The diameter of a binary tree is the length of the longes path between any two nodes in a tree. This path may or may not pass through the root.
Examples:
Example 1:
Input: root = [1, 2, 3, 4, 5]
Output: 3
Example 2:
Input: root = [1, 2]
Output: 1
here trees are represented in array in a bfs order where all members of layer n are listed before all members of layer n+1
Solution 1: Naive Recursive
We implement a recursive solution where the only parameter is the root node. Note that in our main funciton, we need to track the longest diameter of the left child and the longest diameter of the right child.
To help with our solution, we implement two helper functions which are also recursive.
Implementation:
class Solution{
private:
int longestLeftPath(TreeNode* root){
if(root == nullptr || root->left == nullptr){
return 0;
}
return 1 + max(longestLeftPath(root->left), longestRightPath(root->right));
}
int longestRightPath(TreeNode* root){
if(root == nullptr || root->right == nullptr){
return 0;
}
return 1 + max(longestLeftPath(root->left), longestRightPath(root->right));
}
public:
int diameterOfBinaryTree(TreeNode* root){
if(root == nullptr) return 0;
return max(longestLeftPath(root) + longestRightPath(root),
max(diameterOfBinaryTree(root->left), diameterOfBinarytree(root->right))
);
}
}
Complexity analysis:
Time Complexity:
The time complexity of longestLeftPath and longestRightPath is \(O(n)\) because we do \(o(1)\) work per call and have a max of n calls.

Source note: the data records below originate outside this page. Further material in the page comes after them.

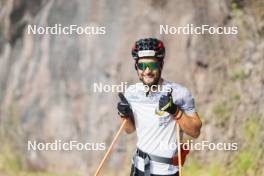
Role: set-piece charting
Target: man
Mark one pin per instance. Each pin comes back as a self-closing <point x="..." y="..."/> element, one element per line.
<point x="153" y="107"/>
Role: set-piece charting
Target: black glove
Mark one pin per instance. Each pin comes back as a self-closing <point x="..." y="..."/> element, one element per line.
<point x="123" y="107"/>
<point x="166" y="104"/>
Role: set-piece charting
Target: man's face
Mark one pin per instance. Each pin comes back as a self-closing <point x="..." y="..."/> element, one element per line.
<point x="149" y="70"/>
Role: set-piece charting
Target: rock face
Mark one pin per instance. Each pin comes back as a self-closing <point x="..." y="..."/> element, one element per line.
<point x="46" y="81"/>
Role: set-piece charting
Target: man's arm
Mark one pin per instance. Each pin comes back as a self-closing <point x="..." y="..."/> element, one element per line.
<point x="190" y="124"/>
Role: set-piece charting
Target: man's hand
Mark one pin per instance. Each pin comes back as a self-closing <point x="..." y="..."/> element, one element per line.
<point x="123" y="107"/>
<point x="166" y="104"/>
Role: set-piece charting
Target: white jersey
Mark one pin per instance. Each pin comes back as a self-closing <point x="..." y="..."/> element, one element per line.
<point x="157" y="134"/>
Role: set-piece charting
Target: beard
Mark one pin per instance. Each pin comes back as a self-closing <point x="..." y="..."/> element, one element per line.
<point x="154" y="82"/>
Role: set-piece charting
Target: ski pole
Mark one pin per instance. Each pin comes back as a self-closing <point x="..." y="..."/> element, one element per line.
<point x="110" y="148"/>
<point x="179" y="148"/>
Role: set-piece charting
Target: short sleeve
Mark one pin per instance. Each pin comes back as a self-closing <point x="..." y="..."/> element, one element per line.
<point x="187" y="102"/>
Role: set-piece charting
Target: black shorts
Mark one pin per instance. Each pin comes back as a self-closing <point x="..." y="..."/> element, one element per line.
<point x="140" y="173"/>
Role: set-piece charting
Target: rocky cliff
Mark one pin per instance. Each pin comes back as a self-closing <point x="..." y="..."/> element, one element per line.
<point x="46" y="80"/>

The time complexity of diameterOfBinaryTree is \(O(n)\) time for the longestLeftPath and longestRightPath calls and because of recursion, these calls can happen a maximum of \(n\) times.

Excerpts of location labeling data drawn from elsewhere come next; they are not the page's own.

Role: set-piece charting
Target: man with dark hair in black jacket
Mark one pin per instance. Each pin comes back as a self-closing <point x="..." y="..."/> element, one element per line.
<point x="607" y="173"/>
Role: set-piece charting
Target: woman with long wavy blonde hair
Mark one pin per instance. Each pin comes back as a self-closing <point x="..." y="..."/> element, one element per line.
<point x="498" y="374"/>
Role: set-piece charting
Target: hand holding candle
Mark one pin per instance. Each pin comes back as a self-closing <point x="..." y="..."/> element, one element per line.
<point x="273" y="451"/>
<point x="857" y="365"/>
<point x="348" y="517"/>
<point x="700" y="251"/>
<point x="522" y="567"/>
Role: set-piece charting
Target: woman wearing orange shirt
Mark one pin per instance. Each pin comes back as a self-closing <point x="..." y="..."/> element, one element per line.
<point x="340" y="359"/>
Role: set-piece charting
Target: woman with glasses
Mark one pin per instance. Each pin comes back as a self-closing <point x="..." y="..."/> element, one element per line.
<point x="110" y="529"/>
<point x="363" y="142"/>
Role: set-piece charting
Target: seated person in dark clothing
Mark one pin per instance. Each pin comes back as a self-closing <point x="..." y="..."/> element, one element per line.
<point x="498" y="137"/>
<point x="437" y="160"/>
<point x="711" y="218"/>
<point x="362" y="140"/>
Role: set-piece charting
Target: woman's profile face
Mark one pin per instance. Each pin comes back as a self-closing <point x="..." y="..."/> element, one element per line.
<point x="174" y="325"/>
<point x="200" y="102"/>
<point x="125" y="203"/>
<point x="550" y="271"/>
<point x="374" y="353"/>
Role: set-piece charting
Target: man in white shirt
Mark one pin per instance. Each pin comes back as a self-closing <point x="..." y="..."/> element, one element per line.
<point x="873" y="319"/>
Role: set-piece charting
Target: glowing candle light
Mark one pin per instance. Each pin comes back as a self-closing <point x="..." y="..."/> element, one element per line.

So the overall time complexity is \(O(n^2)\) due to our helper functions.
The overall space complexity is \(O(n^2)\) because recursive calls happen a maximum of \(n^2\) times in total.

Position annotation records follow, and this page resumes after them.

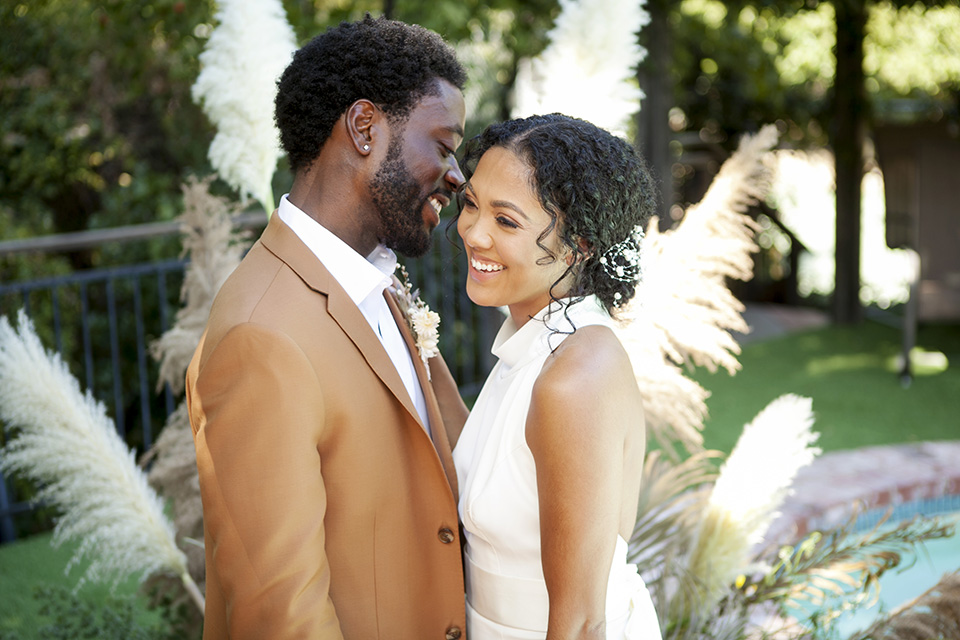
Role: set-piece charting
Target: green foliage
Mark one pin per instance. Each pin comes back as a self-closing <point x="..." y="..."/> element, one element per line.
<point x="65" y="616"/>
<point x="98" y="129"/>
<point x="739" y="64"/>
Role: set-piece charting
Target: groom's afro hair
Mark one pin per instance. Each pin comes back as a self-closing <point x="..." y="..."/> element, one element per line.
<point x="390" y="63"/>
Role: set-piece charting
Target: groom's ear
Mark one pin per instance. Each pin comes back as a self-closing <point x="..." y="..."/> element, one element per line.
<point x="362" y="120"/>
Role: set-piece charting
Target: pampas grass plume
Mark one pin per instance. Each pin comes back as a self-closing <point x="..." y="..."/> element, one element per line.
<point x="750" y="489"/>
<point x="247" y="51"/>
<point x="63" y="441"/>
<point x="589" y="68"/>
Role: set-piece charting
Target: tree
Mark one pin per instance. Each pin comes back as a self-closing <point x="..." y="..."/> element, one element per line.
<point x="726" y="71"/>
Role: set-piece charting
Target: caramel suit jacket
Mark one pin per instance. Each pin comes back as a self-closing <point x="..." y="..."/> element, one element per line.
<point x="329" y="512"/>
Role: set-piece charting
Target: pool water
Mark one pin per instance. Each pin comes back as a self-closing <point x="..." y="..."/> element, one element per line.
<point x="936" y="558"/>
<point x="897" y="586"/>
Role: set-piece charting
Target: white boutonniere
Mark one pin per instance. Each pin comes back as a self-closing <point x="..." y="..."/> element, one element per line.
<point x="423" y="322"/>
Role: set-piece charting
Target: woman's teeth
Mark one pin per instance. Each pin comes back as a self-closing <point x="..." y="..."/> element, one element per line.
<point x="480" y="266"/>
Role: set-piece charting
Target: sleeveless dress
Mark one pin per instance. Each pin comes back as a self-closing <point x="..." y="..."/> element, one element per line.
<point x="506" y="593"/>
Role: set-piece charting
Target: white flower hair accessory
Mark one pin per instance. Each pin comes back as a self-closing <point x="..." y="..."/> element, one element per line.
<point x="622" y="260"/>
<point x="423" y="322"/>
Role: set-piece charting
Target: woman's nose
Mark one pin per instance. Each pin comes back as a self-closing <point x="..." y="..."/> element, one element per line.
<point x="454" y="176"/>
<point x="473" y="232"/>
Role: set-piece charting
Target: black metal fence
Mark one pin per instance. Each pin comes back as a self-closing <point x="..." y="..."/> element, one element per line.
<point x="103" y="321"/>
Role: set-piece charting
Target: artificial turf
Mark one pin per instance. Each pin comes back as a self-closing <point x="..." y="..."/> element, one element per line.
<point x="851" y="374"/>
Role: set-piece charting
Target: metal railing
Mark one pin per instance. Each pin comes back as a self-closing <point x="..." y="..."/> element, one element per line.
<point x="103" y="321"/>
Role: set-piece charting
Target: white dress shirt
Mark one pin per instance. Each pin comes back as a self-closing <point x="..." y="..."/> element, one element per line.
<point x="364" y="280"/>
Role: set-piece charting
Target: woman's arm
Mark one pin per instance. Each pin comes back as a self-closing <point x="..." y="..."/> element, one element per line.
<point x="576" y="429"/>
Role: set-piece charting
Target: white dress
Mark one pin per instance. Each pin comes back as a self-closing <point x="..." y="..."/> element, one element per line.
<point x="506" y="592"/>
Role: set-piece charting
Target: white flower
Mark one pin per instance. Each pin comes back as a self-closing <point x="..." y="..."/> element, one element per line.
<point x="424" y="323"/>
<point x="246" y="53"/>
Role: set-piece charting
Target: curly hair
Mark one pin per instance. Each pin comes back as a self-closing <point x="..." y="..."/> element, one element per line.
<point x="595" y="187"/>
<point x="390" y="63"/>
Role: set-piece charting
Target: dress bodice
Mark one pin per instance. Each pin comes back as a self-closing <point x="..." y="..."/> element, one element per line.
<point x="499" y="504"/>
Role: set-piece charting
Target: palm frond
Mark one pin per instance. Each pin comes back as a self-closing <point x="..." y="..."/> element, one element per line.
<point x="672" y="498"/>
<point x="840" y="564"/>
<point x="933" y="614"/>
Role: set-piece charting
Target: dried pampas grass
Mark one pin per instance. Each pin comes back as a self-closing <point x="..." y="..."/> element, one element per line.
<point x="63" y="440"/>
<point x="683" y="311"/>
<point x="750" y="489"/>
<point x="215" y="250"/>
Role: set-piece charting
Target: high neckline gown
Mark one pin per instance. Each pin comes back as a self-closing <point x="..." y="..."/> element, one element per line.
<point x="506" y="593"/>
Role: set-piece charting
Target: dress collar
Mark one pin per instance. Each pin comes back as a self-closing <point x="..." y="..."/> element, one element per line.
<point x="544" y="331"/>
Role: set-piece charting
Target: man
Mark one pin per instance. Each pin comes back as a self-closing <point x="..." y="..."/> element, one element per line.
<point x="328" y="487"/>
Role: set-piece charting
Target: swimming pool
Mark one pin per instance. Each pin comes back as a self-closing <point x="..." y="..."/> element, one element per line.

Solution 2: Updating value while recursing
To save runtime, we combine our previous functions into one recursive function. However, we need some form of memory, because it may be the case that the left height + the right height is less than the diameter of either the left subtree or the right subtree alone. Therefore, we will carry our best previous diameter within a pointer diameter and update it whenever we have a new greatest diameter.
Implementation:
class Solution{
private:
//height measures the distance from the root to a leaf
int heightWithDia(TreeNode* root, int& diameter){
if(root=nullptr) return 0;
int lh = heightWithDia(TreeNode* root->left, diameter);
int rh = heightWithDia(TreeNode* root->right, diameter);
//crucial to have a max here, because in some cases lh will be 0 or 1 while lh or rh of the children is high.
diameter = max(diameter, lh + rh);
return max(lh + 1, rh + 1);
}
public:
int diameterOfBinaryTree(TreeNode* root){
int dia = 0;
heightWithDia(root, dia);
return dia;
}
}
Complexity Analysis
Time Complexity:
The time complexity of heightWithDia is \(O(n)\). We do \(O(1)\) work a maximum of \(n\) times.
The overall time and space complexity is \(O(n)\) because all we have to do is initialize and return a variable dia.